PHOENIX (Monday, February 13, 2017) –
The Arizona Republic published an article yesterday that made reference to a recent internal memo sent to all Department of Child Safety (DCS) staff. Here is a copy of the entire memo referenced for those interested:
TO: All Department of Child Safety (DCS) staff
FROM: Director Gregory McKay
DATE: February 3, 2017
SUBJECT: Court Orders
Arizona’s Department of Child Safety (DCS) will pursue the establishment of a process whereby a judge will authorize the temporary removal of children in cases not involving present danger (exigency), and not involving the state’s need to interview or medically evaluate the condition of an alleged victim for a brief, prescriptive time period.

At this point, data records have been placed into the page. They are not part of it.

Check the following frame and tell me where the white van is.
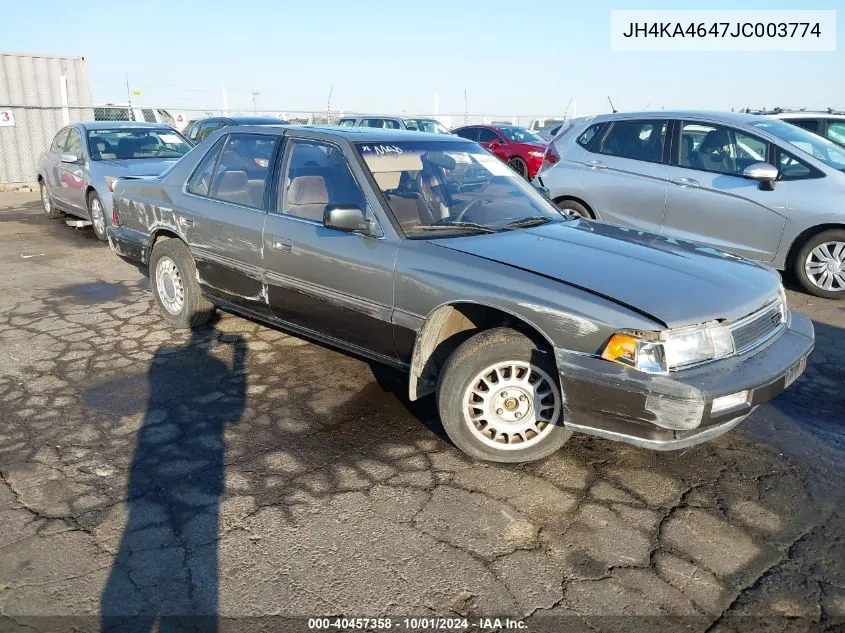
[94,103,175,126]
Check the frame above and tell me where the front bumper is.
[555,312,815,450]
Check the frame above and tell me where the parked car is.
[337,114,451,134]
[452,124,548,180]
[184,116,288,143]
[754,108,845,147]
[94,103,175,127]
[38,122,191,241]
[535,111,845,299]
[108,126,814,462]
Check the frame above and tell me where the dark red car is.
[452,123,548,180]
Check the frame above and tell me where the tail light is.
[543,143,560,166]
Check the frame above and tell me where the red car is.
[452,124,548,180]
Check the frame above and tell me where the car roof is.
[224,116,283,125]
[234,125,467,143]
[76,121,173,130]
[579,110,776,124]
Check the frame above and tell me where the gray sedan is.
[534,111,845,299]
[108,126,813,462]
[38,121,191,241]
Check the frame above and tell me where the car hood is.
[94,158,179,177]
[432,220,780,327]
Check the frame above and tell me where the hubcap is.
[91,198,106,235]
[463,361,561,450]
[41,185,53,213]
[804,242,845,292]
[558,207,581,220]
[156,257,185,315]
[508,158,525,178]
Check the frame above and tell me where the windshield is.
[88,128,191,160]
[356,141,565,239]
[405,119,451,134]
[752,118,845,170]
[496,125,546,143]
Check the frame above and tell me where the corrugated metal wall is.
[0,53,94,184]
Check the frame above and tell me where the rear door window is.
[596,119,669,163]
[187,137,226,196]
[50,128,69,154]
[455,127,478,141]
[209,134,276,209]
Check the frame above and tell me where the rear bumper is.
[555,313,814,450]
[106,226,150,266]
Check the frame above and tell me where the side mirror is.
[742,163,779,182]
[323,204,371,235]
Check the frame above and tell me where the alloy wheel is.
[804,242,845,292]
[156,257,185,315]
[463,361,561,450]
[91,198,106,235]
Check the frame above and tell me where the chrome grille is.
[729,300,786,354]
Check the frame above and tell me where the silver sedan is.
[38,121,191,241]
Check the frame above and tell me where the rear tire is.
[38,180,62,220]
[555,200,595,220]
[795,229,845,299]
[150,238,214,329]
[87,191,109,242]
[437,327,572,463]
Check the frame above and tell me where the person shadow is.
[100,329,246,633]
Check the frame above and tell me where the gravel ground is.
[0,194,845,631]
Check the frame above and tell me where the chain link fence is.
[0,104,563,189]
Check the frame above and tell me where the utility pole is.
[126,73,132,116]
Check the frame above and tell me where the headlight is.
[601,323,734,374]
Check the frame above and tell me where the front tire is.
[150,238,214,329]
[508,156,528,180]
[38,180,62,220]
[87,191,109,242]
[437,327,572,463]
[795,229,845,299]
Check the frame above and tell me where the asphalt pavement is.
[0,193,845,632]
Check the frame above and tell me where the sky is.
[0,0,845,116]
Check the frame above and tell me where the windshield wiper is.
[414,222,496,233]
[505,215,554,229]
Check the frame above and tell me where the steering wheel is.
[435,198,486,224]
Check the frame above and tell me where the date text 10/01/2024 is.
[308,617,527,631]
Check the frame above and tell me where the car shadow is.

If DCS investigations become overly inhibited, children will be left in unsafe, abusive conditions and poor outcomes will prevail. Although citizens have a Fourth Amendment Constitutional right protecting them from unreasonable search and seizure of their persons, homes, papers, and effects; the government must maintain the ability to assess the safety of children and protect them from harm. In the historic sense, the Fourth Amendment originally enforced the notion that “each man’s home is his castle”, secure from unreasonable searches and seizures of property by the government. But, child victims are witnesses deserving of governmental protection when necessary; they are not the possessions within the “castle.” Children too are afforded constitutional rights to live free from abuse and neglect; thus the decision to take children into temporary custody must be balanced between these two sometimes competing interests. It is of paramount importance to understand the goal of DCS is to protect children, not procure evidence to be used as an aide to criminal prosecution. Although that is at times the byproduct of a joint investigation involving police, it is not the intent of the child welfare agency.

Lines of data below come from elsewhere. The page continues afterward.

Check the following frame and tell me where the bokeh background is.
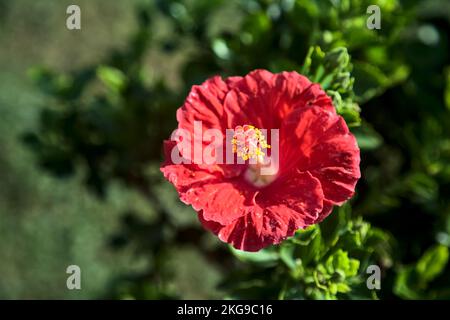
[0,0,450,299]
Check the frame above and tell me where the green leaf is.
[97,66,127,92]
[416,245,448,282]
[230,246,280,266]
[352,123,383,150]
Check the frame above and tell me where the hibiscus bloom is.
[161,70,360,251]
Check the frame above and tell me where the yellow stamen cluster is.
[231,125,270,161]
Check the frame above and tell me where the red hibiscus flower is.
[161,70,360,251]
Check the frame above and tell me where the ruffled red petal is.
[161,70,360,251]
[199,172,323,251]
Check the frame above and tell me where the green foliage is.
[224,206,392,299]
[10,0,450,299]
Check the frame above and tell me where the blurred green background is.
[0,0,450,299]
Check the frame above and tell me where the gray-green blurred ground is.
[0,0,218,299]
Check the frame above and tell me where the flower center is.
[231,125,276,187]
[231,125,270,163]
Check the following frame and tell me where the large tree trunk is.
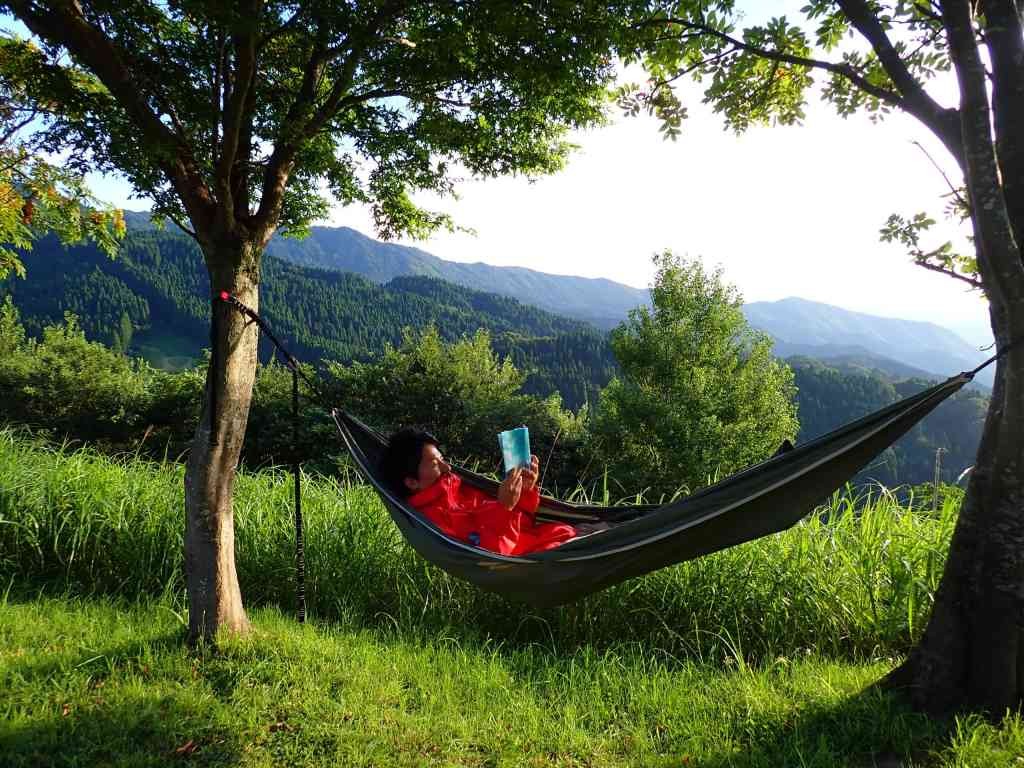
[184,246,259,643]
[889,0,1024,718]
[888,319,1024,718]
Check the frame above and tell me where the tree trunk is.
[888,0,1024,718]
[887,309,1024,718]
[184,247,259,643]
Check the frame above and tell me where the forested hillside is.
[0,228,614,409]
[0,227,986,484]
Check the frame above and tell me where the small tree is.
[329,328,585,487]
[594,252,798,498]
[0,0,646,639]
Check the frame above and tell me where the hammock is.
[216,292,1007,622]
[332,372,976,607]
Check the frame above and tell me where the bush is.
[593,252,799,499]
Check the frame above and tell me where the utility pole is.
[932,447,945,515]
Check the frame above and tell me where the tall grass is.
[0,430,957,665]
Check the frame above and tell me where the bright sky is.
[77,0,990,343]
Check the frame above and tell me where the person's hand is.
[522,455,541,490]
[498,467,523,509]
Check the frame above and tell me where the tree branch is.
[912,141,971,211]
[644,17,903,108]
[913,259,985,291]
[943,0,1024,309]
[981,0,1024,250]
[837,0,964,167]
[254,0,404,239]
[8,0,214,231]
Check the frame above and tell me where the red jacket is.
[409,472,575,555]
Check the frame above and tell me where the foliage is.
[616,0,981,288]
[0,298,148,448]
[0,228,615,409]
[319,327,585,488]
[593,252,798,498]
[6,597,1024,768]
[0,34,125,279]
[5,0,642,244]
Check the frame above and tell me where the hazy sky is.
[75,2,987,343]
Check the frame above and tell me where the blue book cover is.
[498,427,529,474]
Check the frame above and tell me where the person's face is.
[406,443,452,490]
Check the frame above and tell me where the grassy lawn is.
[0,430,1024,768]
[0,598,1024,768]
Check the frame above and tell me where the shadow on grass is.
[0,691,243,768]
[0,632,243,768]
[683,685,955,768]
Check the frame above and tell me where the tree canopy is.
[0,35,125,278]
[618,0,1024,715]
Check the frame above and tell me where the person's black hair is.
[380,427,440,496]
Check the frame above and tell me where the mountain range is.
[0,222,987,483]
[260,227,992,386]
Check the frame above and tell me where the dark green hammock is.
[332,367,980,607]
[210,292,1007,621]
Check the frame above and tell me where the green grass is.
[0,430,1024,768]
[0,431,955,662]
[0,598,1024,768]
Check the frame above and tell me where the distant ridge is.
[743,298,993,386]
[267,226,650,329]
[128,214,992,386]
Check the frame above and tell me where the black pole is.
[292,365,306,624]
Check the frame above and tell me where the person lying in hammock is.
[381,427,578,555]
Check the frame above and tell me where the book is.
[498,427,529,474]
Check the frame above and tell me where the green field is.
[0,431,1024,768]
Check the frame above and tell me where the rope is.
[210,291,1024,623]
[964,337,1024,379]
[211,291,330,624]
[292,368,306,624]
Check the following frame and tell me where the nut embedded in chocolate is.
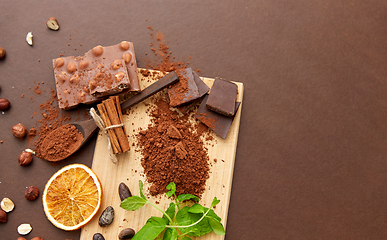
[12,123,27,139]
[118,228,136,240]
[0,209,7,223]
[46,17,59,31]
[18,151,32,166]
[26,32,34,46]
[118,182,132,201]
[0,98,11,111]
[93,233,105,240]
[98,206,114,227]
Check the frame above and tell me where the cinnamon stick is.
[97,103,122,154]
[102,96,130,152]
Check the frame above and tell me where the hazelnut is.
[0,210,7,223]
[12,123,27,138]
[118,228,136,240]
[0,47,5,59]
[24,186,39,201]
[26,32,34,46]
[18,151,32,166]
[17,223,32,235]
[0,98,10,111]
[12,123,27,138]
[46,17,59,31]
[92,46,103,57]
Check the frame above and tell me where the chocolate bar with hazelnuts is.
[53,41,141,109]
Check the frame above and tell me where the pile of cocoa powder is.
[137,99,210,197]
[136,27,211,197]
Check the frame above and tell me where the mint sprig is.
[120,181,225,240]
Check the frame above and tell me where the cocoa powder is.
[137,99,209,197]
[35,124,83,162]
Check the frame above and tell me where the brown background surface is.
[0,0,387,240]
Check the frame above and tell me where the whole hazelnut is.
[12,123,27,138]
[0,47,5,59]
[0,98,11,111]
[0,209,7,223]
[18,151,32,166]
[24,186,39,201]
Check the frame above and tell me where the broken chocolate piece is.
[195,95,241,139]
[168,68,199,107]
[206,78,238,117]
[53,41,141,109]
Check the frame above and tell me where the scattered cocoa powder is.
[145,26,187,72]
[137,99,209,197]
[35,124,83,162]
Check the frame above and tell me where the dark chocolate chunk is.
[53,41,141,109]
[206,78,238,117]
[192,71,210,98]
[195,94,241,139]
[121,72,179,109]
[168,68,199,107]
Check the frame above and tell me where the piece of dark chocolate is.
[121,72,179,109]
[53,41,141,109]
[192,71,210,98]
[168,68,199,107]
[206,78,238,117]
[195,94,241,139]
[180,71,210,113]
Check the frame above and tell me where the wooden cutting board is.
[80,71,243,240]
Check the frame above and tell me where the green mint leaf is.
[163,202,176,224]
[176,206,212,237]
[211,197,220,207]
[120,196,148,211]
[206,216,226,235]
[138,180,146,199]
[165,182,176,197]
[163,228,177,240]
[177,193,199,202]
[132,217,167,240]
[188,203,204,213]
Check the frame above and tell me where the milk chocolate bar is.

This will not change the Department’s current procedure of taking children into temporary custody because they are unsafe and time is of the essence. In short, if harm will befall a child if there is any delay in providing for their security, emergency temporary custody is authorized.
This will not change the Department’s current procedure as it relates to obtaining an unimpeded interview and/or assessment of an alleged child victim without parental consent.

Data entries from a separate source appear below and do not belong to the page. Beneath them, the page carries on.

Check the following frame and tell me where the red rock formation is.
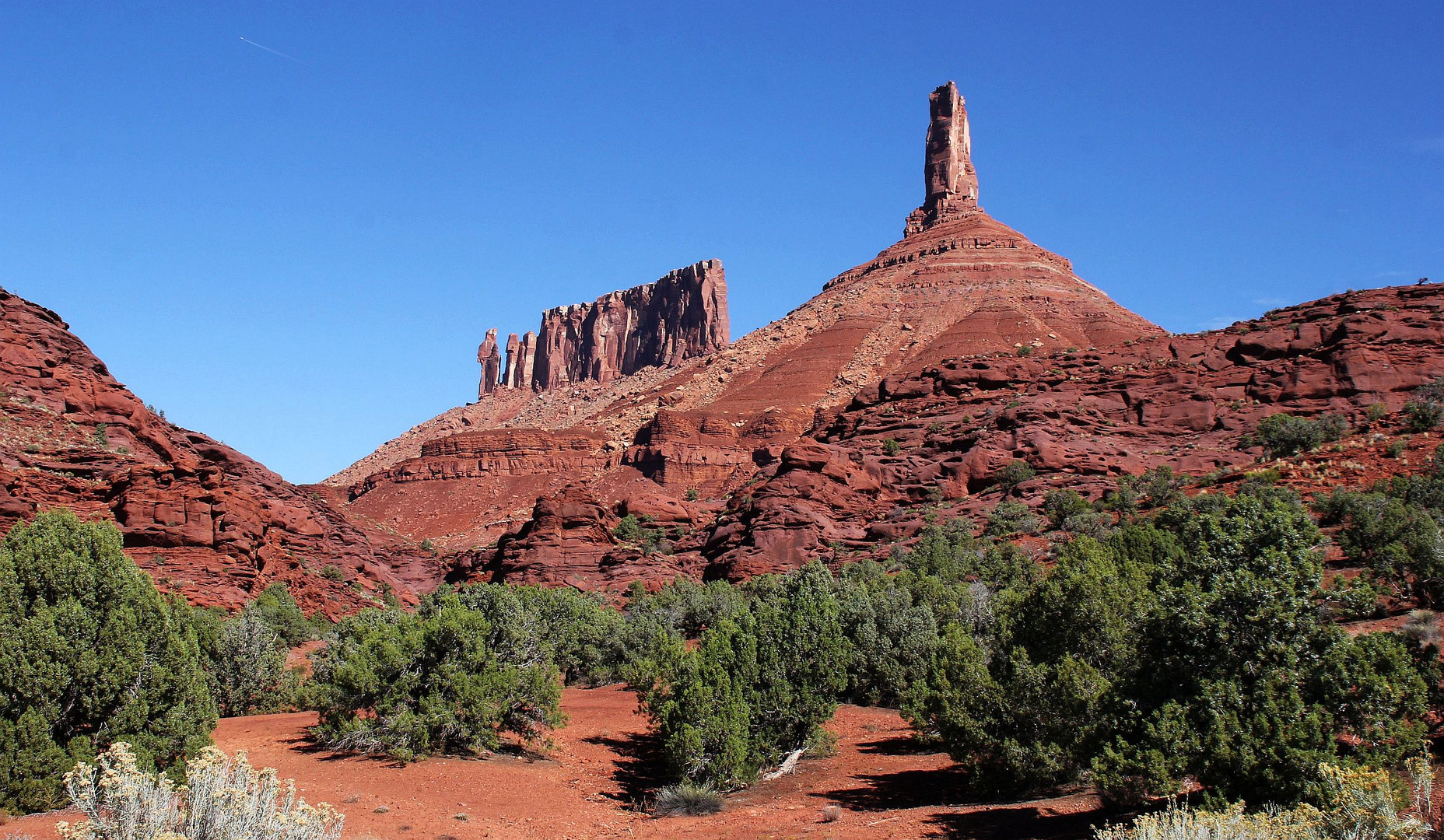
[501,331,537,390]
[476,329,511,400]
[335,85,1162,591]
[692,285,1444,577]
[906,82,982,235]
[534,260,727,390]
[482,485,685,590]
[346,429,619,548]
[0,290,445,615]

This will change the Department’s procedure in cases involving children who will be in danger in the foreseeable future if they are not secured. In short, if time permits the relaying of facts to, and the consideration of a judge, a court order will be sought prior to taking temporary custody of a child.
DCS investigators and caseworkers will be the providers of fact when seeking a court order. The Attorney General’s office will continue to engage as the Department’s legal representation under the current construct. In summary, an Assistant Attorney General (AAG) will likely not speak on the Department’s behalf when seeking a court order for temporary custody.
This new process should not create anxiety among DCS staff. This new process will not be implemented until such time that DCS and the courts show readiness to sustain it with fidelity. It should not spark a sentiment that Arizona is trying to confine the necessary taking of children into emergency care. To the contrary, Arizona remains committed to an aggressive approach to keeping children safe, however, seeks to ensure that every removal of a child from a parent is justified and unavoidable. This is merely a way to protect DCS staff while making critical decisions using a consensus based approach with judicial support. That is a benefit to DCS staff, parents, and children. DCS vigilantly protects children and will never deviate from that duty.